La situation a dégénéré physiquement : le 11 février 2025, plusieurs véhicules Uber ont été incendiés à Moûtiers et Salins-Fontaine, dans un contexte d’exaspération extrême. L’auteur présumé, Sébastien Dumarais, président de la chambre syndicale des artisans taxis de Savoie, a reconnu les faits devant la justice.
Des élus interpellés, des institutions silencieuses
Derrière la plainte, il y a des acteurs locaux abandonnés, livrés à une précarité imposée par des chauffeurs Uber venus d’Île-de-France qui opèrent en Savoie hors de tout cadre légal. « Aujourd’hui, on a un marché qui est totalement dérégulé », alerte Sébastien Dumarais, président de la chambre syndicale des artisans taxis.
Pourtant, du côté des élus, c’est le silence radio. À ce jour, aucun parlementaire savoyard — ni député, ni sénateur — n’a publiquement pris position sur ce conflit, malgré l’ampleur des enjeux économiques et sociaux. Les professionnels du secteur dénoncent une absence de relais politique, alors même que la plainte vise également à « sensibiliser les acteurs locaux à l’urgence de la situation », comme l’explique l’avocat Me Jonathan Bellaiche.
Le préfet de la Savoie saisit le sujet
Seul représentant de l’État à s’être exprimé publiquement, le préfet de la Savoie, François Ravier, a publié le 14 février 2025 un communiqué officiel dans lequel il rappelle fermement les obligations légales des chauffeurs VTC : réservation obligatoire, interdiction de maraude, retour à la base après chaque course.
Il y annonce aussi le renforcement des contrôles, avec 31 opérations ciblées depuis le début de la saison hivernale et 70 infractions constatées, dont des absences de carte professionnelle, des défauts d’assurance et de marquage réglementaire. Des procédures judiciaires ont été ouvertes, mais aucune mesure politique d’ampleur n’a suivi.

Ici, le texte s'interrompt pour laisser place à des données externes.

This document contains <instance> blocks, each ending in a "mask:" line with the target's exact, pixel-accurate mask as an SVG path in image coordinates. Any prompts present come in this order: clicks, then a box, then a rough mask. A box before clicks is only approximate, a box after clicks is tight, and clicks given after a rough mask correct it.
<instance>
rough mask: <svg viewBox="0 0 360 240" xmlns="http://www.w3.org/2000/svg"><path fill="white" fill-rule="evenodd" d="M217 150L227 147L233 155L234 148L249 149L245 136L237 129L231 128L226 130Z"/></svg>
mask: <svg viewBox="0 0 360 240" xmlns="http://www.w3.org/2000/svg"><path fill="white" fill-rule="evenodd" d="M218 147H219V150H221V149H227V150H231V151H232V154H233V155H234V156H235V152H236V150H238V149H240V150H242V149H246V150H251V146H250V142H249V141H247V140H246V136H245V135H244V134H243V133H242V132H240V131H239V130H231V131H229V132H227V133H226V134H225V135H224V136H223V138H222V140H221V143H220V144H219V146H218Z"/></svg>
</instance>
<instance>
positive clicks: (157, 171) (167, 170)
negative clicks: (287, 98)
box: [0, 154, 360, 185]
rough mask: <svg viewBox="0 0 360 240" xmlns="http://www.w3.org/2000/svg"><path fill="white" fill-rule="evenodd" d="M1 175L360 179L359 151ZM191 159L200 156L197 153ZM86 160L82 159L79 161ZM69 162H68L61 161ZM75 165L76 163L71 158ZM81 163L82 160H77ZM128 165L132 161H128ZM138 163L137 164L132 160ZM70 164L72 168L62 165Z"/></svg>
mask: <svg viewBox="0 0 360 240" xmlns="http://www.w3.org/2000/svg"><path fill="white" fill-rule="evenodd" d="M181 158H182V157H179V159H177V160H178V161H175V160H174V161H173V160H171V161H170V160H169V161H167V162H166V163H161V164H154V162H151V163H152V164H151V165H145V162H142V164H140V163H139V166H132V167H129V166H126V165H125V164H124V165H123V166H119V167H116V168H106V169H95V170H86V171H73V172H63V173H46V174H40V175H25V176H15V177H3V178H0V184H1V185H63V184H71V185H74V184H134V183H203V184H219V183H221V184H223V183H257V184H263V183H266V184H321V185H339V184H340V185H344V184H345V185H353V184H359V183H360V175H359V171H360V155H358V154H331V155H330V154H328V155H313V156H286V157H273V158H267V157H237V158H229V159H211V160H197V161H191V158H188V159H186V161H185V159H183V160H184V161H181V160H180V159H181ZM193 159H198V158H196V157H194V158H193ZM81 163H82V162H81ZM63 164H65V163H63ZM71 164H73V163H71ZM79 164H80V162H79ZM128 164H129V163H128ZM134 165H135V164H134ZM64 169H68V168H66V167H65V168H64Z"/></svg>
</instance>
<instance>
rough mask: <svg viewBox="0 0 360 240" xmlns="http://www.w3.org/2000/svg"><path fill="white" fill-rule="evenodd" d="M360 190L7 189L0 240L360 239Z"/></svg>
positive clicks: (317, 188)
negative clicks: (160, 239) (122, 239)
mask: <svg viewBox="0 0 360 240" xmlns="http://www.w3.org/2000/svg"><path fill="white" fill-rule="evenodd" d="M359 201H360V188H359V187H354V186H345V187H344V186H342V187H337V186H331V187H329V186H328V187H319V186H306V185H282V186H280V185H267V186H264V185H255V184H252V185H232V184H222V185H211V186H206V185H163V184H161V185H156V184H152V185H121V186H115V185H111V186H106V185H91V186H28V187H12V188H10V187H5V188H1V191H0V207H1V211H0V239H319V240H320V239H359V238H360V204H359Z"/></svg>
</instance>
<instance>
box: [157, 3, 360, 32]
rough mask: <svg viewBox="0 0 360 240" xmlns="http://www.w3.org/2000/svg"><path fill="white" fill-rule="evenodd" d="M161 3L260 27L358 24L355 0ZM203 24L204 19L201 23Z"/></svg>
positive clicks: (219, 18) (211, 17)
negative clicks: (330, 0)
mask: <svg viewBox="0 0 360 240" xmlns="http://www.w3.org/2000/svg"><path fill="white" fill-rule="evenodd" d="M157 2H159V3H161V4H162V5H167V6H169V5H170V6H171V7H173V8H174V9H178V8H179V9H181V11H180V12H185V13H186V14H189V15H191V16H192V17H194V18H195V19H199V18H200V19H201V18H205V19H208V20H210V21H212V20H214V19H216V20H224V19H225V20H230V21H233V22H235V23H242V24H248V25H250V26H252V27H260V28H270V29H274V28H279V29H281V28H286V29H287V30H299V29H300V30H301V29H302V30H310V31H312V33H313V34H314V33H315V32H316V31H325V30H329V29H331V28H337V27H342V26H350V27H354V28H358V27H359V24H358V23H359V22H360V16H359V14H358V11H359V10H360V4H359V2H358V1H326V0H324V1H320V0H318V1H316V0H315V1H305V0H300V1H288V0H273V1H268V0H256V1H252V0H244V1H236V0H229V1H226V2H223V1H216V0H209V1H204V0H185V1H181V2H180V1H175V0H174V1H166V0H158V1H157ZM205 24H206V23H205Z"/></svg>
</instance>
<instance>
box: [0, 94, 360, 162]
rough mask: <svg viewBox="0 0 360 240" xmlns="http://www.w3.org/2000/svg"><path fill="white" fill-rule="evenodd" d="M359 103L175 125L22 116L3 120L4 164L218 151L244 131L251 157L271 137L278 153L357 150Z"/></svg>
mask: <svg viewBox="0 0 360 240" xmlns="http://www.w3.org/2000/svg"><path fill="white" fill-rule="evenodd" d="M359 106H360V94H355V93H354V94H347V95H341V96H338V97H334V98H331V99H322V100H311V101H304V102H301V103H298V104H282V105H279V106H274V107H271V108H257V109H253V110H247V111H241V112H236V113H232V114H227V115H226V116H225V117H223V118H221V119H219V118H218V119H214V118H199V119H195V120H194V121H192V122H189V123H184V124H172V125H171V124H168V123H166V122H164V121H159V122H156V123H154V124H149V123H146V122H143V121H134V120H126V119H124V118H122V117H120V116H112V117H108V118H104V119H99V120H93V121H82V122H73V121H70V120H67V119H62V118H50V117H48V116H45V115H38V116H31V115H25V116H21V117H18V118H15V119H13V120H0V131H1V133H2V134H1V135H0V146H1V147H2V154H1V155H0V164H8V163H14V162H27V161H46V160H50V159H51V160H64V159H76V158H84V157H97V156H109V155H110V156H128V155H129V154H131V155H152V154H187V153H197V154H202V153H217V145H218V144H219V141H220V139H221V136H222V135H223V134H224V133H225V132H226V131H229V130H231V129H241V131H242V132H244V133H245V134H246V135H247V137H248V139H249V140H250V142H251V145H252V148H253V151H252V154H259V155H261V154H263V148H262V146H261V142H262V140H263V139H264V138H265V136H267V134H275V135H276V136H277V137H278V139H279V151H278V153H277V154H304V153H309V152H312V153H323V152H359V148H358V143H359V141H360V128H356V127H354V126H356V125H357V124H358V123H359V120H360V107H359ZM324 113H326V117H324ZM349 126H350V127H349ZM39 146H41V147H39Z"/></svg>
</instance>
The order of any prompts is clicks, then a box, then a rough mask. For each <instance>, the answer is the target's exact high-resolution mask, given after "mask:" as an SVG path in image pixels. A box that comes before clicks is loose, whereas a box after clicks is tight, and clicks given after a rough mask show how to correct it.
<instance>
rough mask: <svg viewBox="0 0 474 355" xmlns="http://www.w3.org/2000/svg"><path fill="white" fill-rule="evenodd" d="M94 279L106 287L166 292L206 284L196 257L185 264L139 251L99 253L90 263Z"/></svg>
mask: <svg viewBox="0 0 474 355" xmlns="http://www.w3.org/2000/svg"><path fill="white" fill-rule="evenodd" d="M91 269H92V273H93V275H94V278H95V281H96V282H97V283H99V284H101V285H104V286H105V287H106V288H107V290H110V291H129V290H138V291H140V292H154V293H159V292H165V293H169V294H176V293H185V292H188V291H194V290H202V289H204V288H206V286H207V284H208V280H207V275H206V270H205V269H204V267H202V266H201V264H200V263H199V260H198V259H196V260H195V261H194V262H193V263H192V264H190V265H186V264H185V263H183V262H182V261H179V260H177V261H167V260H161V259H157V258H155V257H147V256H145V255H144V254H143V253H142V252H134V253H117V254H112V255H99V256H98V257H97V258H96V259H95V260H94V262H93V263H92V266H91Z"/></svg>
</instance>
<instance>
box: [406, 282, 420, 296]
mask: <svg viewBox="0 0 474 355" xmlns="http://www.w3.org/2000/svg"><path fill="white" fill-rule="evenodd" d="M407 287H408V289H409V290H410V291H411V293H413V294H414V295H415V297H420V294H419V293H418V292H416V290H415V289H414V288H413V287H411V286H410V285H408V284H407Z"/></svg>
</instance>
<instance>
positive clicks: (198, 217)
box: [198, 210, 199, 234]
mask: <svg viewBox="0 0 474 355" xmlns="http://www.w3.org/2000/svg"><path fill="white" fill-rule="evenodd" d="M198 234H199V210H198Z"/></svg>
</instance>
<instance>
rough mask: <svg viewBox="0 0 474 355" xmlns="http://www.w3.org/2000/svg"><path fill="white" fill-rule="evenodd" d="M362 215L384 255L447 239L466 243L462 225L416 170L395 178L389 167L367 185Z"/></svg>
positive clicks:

Suffisant ? Certainement pas pour les professionnels du terrain, qui dénoncent une tolérance implicite de la part des institutions vis-à-vis des pratiques des plateformes numériques, en contradiction flagrante avec la loi en vigueur.
Une affaire politique, pas simplement judiciaire
Les griefs formulés par l’Association des Transporteurs Savoyards de Personnes, partie civile dans la plainte, vont bien au-delà du seul différend commercial. Ce qu’ils dénoncent, c’est un abandon des territoires périphériques par les autorités centrales, une gestion à géométrie variable du droit et une politique publique aveugle aux effets collatéraux de l’uberisation.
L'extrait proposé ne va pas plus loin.